SANTARÉM (A. T., 155-156)
Città del Brasile, nello stato di Pará; sorge sulla riva destra del Tapajóz a breve distanza dalla sua confluenza nel Rio delle Amazzoni. Fondata dai gesuiti nel 1661 come aldeia (villaggio) degli indiani Tapajóz, fu elevata a villa (borgo) nel 1754 e divenne città soltanto nel 1848. Il centro cittadino, disteso lungo il fiume e distinto ancora in un quartiere indigeno di capanne coperte di foglie di palma e in un quartiere bianco, è formato di varie strade e piazze e possiede due chiese, il Palazzo del Municipio e quello del Tribunale, un modesto teatro, il mercato, alcuni magazzini; nel complesso, visto dal fiume, presenta un aspetto pittoresco nello sfondo della rigogliosa vegetazione equatoriale. Toccata da tutte le navi che risalgono il Rio delle Amazzoni, Santarém è collegata da un cavo telegrafico con Pará e Manáos ed è fornita di una stazione radiotelegrafica.
Il municipio ha una superficie di kmq. 32.968, pari cioè al territorio complessivo della Toscana e delle Marche, ma secondo il censimento del 1920 aveva appena 41.546 ab. (1,26 per kmq.), di cui circa 10.000 vivono nel centro cittadino. Della vasta area del municipio soltanto ettari 98.335 appartenevano ad aziende agricole e anche di questi il 24,1% era occupato da foreste. Piuttosto scarso il patrimonio zootecnico.

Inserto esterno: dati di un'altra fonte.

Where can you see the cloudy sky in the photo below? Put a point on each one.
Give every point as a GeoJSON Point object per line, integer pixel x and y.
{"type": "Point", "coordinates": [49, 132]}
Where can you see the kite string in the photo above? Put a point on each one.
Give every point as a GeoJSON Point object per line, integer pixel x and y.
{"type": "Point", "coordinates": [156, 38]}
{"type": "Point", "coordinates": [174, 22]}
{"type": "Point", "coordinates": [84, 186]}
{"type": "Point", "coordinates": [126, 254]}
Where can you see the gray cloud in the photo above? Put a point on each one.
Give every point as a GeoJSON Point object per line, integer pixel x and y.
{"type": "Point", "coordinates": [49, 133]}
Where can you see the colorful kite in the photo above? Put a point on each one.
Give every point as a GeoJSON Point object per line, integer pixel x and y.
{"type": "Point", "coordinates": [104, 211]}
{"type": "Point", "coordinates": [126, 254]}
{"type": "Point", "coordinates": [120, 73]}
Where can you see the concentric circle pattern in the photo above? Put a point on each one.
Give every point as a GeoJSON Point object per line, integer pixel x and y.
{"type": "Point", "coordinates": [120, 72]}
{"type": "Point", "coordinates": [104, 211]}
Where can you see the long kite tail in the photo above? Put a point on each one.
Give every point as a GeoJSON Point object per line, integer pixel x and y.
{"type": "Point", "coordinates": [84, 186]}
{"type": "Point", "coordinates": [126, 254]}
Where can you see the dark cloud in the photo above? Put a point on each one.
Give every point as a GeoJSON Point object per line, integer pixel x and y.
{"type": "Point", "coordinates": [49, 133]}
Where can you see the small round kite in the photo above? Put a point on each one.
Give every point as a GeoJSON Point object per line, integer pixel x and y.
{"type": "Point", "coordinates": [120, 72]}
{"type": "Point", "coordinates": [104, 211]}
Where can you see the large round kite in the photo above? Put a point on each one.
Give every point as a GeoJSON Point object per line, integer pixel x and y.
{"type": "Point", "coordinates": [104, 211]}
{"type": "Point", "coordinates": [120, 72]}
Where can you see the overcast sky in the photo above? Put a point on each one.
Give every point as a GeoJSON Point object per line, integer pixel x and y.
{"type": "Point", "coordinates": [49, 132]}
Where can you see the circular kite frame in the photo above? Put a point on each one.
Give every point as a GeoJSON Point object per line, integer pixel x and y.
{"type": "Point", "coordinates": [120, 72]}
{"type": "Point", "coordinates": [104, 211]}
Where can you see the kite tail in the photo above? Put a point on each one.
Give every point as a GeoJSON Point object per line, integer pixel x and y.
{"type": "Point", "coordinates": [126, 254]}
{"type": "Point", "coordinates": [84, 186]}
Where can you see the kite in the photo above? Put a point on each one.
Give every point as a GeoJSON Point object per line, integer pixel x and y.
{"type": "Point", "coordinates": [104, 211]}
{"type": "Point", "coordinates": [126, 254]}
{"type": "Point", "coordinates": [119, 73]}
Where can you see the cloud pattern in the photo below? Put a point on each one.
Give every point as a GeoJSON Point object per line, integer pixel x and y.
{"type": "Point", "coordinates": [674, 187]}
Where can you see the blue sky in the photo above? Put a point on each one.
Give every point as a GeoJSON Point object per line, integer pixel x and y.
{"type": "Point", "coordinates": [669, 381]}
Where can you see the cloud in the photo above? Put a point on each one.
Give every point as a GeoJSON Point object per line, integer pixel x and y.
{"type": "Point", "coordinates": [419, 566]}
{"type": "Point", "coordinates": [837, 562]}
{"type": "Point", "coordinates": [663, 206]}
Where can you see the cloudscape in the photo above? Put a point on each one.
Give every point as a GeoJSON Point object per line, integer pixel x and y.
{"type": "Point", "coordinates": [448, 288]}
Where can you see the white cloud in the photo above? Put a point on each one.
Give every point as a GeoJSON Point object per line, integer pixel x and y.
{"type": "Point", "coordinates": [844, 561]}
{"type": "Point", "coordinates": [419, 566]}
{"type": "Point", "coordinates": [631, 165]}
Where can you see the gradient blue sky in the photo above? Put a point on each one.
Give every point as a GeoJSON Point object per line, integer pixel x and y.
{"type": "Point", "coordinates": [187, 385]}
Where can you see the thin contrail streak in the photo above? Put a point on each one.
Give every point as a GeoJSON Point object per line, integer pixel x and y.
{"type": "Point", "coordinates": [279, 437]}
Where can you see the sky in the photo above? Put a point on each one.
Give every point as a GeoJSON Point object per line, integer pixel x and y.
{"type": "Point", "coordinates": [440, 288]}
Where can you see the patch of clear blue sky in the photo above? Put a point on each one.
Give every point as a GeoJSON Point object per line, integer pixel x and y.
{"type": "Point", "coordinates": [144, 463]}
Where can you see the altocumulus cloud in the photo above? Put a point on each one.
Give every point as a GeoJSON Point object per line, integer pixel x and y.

Il territorio produce cacao, canna da zucchero, noci del Brasile, gomma e salsapariglia; importante reddito fornisce la pesca, praticata largamente durante il periodo di acque basse: il pesce viene in gran parte salato ed esportato. La coltura del cacao, già in decadenza, accenna ora a riprendere, mentre per opera della Companhia Paraense da Borracha e di una società nordamericana si vanno facendo tentativi di piantagioni razionali di Hevea brasiliensis. Santarém è lo sbocco commerciale della vallata del Tapajóz, che è navigabile per i piroscafi fluviali per oltre 200 km., ma è percorso da barche e da canoe fino alla regione sorgentifera nel Mato Grosso; dalla foresta amazzonica e dai campos dell'alto Tapajóz gl'indigeni fanno affluire i prodotti più svariati.

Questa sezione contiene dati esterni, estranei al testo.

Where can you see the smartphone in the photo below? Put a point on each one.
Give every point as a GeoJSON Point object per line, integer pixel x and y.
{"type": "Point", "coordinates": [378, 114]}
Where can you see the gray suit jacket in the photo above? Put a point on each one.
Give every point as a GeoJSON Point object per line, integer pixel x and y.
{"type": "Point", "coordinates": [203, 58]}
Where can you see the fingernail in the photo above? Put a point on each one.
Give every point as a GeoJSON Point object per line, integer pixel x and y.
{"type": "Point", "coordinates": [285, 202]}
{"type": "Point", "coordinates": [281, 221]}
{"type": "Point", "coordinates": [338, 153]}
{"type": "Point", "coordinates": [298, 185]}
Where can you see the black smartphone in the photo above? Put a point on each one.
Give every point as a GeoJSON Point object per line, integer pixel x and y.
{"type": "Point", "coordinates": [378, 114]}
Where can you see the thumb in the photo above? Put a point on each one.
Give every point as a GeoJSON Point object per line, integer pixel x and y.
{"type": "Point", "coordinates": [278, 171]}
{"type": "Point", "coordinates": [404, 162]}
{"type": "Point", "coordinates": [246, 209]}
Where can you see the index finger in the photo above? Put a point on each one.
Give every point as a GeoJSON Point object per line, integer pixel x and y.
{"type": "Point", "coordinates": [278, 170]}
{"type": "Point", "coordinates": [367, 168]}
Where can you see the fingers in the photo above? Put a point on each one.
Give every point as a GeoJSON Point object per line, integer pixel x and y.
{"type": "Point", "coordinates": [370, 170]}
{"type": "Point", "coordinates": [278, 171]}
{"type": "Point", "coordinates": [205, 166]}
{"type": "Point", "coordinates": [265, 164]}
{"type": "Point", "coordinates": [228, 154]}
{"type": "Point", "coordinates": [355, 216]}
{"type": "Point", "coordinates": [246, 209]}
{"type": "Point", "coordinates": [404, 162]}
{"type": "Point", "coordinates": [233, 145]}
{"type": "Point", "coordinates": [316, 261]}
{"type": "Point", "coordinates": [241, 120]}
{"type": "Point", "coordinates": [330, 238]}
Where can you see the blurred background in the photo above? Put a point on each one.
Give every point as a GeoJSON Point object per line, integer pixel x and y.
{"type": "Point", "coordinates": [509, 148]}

Santarém è nota per esservi state scoperte nel 1922 dall'archeologo Curt Unkel Nimuendajú una grande quantità di ceramiche, opera di un popolo precolombiano sinora ignoto, presentanti notevole originalità tecnica e artistica. Vi sono fra l'altro alcune coppe sostenute da cariatidi femminili che alla lor volta riposano su di una base a forma di clessidra e dei grandi piatti lungo il cui orlo si appoggiano figurazioni zoomorfe e antropomorfe in rilievo. La ceramica della cultura di Santarém veniva ornata esclusivamente mediante plastica, sia con incisione, sia con l'applicazione di protome dimostranti il notevole gusto artistico dei modellatori. Riguardo alla tecnica sono notevoli alcuni piatti il cui orlo è stato ornato mediante l'applicazione di una matrice negativa eseguita probabilmente in legno. L'esame microscopico delle ceramiche ha inoltre dimostrato come fosse aggiunta all'argilla una sostanza sgrassante composta dalle spicole silicee di una spugna di acqua dolce Parmula Batesii), procedimento tecnico sconosciuto alla cultura precolombiana dell'isola di Marajó e a quelle di Caviana, del rio Maraca e di Cunany. La cultura di Santarém appare aver avuto il massimo sviluppo durante il declino di quella di Marajó e aver formato come un cuneo posto attraverso l'area di dispersione delle ceramiche dipinte del medio e basso Rio delle Amazzoni. Fatto notevole: né le ricerche del Nimuendajú né di altri hanno posto alla luce una sola tomba nella regione di Santarém, particolare dovuto probabilmente al costume di ridurre in polvere le ossa dei defunti per poi sorbirle in determinate cerimonie (endocannibalismo).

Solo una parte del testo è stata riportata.